What dose of RRT should be used? Dosing studies on RRT in critically ill patients have not shown any clear benefit of higher doses; in the current global crisis, it would be wise to use a standard dose, and even consider using a lower dose if metabolic control can be achieved.

If there is a shortage of dialysis machines, how do we reallocate resources? In centers faced with acute shortage of dialysis machines, many strategies, though unconventional, can be adopted. For patients with ESRD, who have good residual renal function or adequate metabolic control, dialysis can be switched to twice a week instead of thrice a week or shorter dialysis treatments can be considered. Dialysis machines can be re-allocated from the outpatient units to the hospitals, and shifts can be adjusted in the outpatient units. Similarly, to conserve dialysis fluids, the dose of continuous RRT (CRRT) can be reduced, as long as metabolic control can be achieved.
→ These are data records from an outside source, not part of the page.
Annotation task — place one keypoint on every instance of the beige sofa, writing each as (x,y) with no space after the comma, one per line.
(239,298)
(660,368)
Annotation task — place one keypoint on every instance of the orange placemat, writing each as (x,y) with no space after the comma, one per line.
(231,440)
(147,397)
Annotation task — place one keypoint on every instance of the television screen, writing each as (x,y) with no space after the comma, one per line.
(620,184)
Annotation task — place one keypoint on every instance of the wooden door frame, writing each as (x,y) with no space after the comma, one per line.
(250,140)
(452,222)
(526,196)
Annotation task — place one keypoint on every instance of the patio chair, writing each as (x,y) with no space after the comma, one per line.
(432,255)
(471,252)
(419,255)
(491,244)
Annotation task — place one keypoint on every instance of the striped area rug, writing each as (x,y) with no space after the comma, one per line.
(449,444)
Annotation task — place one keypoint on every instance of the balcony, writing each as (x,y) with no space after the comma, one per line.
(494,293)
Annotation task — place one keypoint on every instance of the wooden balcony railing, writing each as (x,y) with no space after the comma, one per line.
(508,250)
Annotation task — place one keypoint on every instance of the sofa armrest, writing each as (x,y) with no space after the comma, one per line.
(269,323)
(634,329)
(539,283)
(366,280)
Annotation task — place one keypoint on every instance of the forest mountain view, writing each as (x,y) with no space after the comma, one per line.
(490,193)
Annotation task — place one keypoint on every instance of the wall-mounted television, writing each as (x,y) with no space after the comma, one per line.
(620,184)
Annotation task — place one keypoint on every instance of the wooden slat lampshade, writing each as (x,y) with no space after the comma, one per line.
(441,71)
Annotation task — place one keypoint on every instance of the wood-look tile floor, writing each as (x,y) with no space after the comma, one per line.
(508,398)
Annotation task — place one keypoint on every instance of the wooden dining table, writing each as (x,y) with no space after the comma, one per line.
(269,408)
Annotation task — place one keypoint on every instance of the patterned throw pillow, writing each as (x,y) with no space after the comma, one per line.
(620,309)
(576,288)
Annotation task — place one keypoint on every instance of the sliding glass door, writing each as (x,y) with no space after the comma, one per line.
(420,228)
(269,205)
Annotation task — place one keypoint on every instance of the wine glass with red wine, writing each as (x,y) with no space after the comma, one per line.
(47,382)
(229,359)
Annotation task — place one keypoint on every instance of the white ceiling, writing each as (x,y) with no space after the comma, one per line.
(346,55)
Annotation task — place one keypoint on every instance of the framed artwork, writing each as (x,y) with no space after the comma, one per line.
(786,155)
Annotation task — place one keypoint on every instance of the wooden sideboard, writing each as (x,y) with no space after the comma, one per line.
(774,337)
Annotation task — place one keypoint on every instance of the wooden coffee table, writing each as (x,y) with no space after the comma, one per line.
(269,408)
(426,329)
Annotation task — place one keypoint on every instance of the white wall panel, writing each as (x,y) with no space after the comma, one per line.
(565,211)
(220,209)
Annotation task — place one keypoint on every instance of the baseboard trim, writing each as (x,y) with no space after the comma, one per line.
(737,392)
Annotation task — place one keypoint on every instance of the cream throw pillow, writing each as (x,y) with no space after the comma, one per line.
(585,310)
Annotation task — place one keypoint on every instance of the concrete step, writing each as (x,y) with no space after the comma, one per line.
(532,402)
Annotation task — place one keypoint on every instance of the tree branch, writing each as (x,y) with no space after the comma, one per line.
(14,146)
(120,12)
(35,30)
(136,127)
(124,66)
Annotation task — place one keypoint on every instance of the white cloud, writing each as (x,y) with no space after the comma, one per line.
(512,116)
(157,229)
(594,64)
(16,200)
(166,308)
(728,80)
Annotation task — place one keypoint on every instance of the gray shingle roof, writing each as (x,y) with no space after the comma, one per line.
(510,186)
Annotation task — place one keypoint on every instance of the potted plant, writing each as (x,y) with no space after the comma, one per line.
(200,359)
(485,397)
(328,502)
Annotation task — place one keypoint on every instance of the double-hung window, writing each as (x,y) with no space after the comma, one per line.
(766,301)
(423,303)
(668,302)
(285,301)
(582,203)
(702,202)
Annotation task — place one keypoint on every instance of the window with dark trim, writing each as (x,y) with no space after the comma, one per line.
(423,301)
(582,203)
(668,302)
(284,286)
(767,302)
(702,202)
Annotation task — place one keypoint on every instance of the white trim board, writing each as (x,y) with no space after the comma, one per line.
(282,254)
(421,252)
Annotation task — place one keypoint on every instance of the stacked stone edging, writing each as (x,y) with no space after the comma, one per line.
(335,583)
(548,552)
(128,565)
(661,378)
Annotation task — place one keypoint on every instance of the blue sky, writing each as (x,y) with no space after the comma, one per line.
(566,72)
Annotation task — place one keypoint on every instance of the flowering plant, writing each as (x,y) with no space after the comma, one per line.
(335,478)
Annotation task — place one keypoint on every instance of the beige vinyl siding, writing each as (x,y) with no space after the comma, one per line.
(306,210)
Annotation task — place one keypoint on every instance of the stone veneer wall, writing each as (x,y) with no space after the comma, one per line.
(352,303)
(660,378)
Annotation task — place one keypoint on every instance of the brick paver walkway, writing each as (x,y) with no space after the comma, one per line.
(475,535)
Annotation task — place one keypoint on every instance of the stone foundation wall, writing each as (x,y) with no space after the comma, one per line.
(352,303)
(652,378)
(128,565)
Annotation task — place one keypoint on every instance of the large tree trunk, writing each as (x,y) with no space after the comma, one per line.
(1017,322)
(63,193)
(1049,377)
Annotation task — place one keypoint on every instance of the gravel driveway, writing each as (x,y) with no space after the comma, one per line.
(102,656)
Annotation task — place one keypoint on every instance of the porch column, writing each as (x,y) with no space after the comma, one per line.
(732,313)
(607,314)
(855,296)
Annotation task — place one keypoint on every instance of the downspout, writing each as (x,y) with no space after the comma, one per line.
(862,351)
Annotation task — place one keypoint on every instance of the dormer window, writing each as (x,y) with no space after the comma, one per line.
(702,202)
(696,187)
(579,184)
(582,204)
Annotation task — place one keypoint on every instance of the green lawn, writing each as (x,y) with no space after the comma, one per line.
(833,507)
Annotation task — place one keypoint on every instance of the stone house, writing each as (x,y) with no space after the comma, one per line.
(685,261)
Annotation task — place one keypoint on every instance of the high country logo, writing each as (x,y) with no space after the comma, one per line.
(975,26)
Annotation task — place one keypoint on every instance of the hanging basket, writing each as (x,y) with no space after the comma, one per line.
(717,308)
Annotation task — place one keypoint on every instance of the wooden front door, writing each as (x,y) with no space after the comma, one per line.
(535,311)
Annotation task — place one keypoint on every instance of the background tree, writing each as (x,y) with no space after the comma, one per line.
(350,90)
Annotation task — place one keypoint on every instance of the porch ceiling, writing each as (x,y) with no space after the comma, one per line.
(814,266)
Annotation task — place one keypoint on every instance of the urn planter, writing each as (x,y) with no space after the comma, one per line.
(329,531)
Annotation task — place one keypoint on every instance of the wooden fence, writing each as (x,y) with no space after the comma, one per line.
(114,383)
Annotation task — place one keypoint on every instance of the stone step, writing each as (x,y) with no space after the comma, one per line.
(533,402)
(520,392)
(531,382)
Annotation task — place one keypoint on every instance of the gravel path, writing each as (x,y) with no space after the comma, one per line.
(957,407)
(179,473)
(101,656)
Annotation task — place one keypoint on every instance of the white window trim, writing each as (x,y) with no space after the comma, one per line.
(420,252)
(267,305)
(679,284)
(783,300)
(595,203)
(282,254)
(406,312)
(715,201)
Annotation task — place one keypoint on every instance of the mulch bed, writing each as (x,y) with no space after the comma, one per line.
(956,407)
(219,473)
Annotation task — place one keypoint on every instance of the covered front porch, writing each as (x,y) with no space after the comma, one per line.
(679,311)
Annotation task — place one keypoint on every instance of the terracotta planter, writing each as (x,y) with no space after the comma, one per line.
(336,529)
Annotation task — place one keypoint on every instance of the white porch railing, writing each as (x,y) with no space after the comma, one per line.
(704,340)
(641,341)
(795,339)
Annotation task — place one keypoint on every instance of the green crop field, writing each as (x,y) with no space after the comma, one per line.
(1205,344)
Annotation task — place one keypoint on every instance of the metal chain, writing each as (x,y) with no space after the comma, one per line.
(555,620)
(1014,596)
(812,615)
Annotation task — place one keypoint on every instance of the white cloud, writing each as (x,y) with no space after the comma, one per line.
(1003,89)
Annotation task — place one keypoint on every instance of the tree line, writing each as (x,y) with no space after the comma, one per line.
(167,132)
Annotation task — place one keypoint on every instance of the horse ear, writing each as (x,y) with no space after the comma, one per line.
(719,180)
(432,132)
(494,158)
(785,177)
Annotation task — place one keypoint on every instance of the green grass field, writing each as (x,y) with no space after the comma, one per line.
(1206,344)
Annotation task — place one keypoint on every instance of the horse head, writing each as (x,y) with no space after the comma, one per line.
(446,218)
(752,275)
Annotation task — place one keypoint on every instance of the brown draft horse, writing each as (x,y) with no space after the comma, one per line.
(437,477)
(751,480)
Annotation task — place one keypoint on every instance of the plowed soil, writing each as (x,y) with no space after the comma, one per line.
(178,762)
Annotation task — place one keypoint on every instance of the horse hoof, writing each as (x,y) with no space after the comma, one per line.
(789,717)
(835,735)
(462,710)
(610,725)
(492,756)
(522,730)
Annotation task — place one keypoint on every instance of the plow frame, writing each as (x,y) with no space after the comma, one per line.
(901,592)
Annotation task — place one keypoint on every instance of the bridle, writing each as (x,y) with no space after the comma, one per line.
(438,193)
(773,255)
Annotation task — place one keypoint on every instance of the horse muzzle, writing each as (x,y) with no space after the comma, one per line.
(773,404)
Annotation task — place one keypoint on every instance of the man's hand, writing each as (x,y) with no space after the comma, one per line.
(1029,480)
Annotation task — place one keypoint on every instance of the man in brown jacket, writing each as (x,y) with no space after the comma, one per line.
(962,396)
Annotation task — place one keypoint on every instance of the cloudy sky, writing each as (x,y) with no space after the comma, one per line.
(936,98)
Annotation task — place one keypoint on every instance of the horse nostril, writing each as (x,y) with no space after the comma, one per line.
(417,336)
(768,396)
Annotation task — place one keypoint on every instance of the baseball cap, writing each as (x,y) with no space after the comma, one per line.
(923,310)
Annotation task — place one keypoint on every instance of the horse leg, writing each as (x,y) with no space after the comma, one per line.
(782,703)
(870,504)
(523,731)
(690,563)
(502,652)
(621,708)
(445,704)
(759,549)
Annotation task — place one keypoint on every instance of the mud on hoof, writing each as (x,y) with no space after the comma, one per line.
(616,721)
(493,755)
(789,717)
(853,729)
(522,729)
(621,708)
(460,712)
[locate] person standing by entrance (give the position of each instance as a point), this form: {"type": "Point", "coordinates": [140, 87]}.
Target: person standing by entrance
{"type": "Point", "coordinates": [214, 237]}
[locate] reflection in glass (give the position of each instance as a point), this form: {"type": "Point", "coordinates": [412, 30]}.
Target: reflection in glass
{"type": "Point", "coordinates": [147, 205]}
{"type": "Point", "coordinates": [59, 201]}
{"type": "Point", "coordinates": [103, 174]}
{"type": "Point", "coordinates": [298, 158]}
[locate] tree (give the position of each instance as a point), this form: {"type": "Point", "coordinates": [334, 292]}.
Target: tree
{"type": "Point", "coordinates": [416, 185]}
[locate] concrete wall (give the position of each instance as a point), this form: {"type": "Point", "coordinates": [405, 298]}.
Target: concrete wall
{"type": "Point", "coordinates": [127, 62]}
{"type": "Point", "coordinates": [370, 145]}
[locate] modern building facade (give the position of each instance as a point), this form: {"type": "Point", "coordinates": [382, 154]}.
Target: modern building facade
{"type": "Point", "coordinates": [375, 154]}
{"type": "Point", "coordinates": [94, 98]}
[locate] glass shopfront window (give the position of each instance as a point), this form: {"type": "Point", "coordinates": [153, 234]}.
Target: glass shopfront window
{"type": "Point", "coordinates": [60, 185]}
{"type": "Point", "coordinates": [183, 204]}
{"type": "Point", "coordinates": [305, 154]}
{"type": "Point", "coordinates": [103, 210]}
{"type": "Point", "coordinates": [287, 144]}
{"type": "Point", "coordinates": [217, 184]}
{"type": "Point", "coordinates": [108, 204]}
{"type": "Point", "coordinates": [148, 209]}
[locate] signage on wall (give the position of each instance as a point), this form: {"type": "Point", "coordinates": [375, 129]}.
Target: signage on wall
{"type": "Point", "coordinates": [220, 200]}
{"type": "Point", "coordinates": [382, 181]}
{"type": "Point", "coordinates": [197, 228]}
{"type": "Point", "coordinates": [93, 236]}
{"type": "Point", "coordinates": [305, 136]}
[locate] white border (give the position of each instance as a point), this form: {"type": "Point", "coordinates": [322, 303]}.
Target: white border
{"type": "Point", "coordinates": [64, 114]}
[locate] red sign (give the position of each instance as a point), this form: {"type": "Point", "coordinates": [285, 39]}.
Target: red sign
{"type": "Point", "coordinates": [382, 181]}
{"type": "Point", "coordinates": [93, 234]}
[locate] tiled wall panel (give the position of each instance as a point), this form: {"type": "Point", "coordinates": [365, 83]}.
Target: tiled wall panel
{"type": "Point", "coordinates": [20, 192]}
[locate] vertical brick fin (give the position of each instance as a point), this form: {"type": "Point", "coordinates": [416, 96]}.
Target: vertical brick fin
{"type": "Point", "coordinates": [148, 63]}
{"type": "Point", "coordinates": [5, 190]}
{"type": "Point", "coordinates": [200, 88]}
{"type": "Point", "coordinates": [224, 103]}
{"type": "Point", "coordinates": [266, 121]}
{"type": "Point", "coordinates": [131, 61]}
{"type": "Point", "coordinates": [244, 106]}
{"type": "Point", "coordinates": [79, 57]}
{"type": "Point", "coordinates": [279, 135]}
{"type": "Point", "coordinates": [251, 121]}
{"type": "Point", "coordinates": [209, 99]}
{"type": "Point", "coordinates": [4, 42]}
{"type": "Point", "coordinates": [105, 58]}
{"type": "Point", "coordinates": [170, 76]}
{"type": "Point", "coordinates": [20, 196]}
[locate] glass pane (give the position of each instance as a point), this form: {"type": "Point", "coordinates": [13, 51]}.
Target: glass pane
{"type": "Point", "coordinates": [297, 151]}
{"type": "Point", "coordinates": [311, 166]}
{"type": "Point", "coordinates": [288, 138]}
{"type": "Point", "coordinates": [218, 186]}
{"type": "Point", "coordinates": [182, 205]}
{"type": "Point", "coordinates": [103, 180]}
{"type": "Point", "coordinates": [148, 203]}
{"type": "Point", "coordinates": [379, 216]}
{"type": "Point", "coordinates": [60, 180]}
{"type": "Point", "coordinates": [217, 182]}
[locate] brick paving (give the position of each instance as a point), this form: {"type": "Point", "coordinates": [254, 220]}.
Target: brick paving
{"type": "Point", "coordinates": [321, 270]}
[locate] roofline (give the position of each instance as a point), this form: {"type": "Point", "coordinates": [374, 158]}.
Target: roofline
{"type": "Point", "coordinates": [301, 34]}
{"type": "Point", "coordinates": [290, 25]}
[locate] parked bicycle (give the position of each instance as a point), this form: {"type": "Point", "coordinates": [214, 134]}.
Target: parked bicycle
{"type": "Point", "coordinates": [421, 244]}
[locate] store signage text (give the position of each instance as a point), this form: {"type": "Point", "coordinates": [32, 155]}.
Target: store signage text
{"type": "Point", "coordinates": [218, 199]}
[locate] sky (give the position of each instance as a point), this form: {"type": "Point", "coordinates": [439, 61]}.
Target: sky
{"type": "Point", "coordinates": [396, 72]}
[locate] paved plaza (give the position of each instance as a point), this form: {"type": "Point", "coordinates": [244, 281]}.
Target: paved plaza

In patients being considered for CRRT, 12-hour shifts can be considered to replace the 24/7 shift, hence allowing dialysis for two patients with better utilization of the dialysis equipment.

There is evidence to suggest a higher degree of filter clotting during hemodialysis treatment is taking place in these patients, presumably secondary to the cytokine storm. Streamlining an approach for anticoagulation with either heparin or citrate, and in some circumstances even a combination, along with higher blood flows may prevent recurrent clotting issues.

Peritoneal dialysis is commonly used in the developing world for AKI and has potential applications in this scenario, though thoughtful clinical consideration and patient selection is required considering the possibility of acute respiratory distress syndrome and the need for proning on the ventilators, which can be challenging while doing acute PD. Lastly, using telenephrology can help reduce the burden on nursing staff during dialysis sessions in isolation rooms; the availability of iPads could allow one nurse to dialyze more than one patient at the same time.

Disclosures: Jain and Ahmad report no relevant financial disclosures.

References:

www.healio.com/nephrology/policy-and-politics/news/online/%7B200a9ab1-ef1b-4250-8ddf-87103606ea50%7D/nkf-patients-with-eskd-may-be-getting-low-priority-if-ventilators-need-to-be-rationed

www.nephjc.com/news/covidaki (accessed April 20, 2020).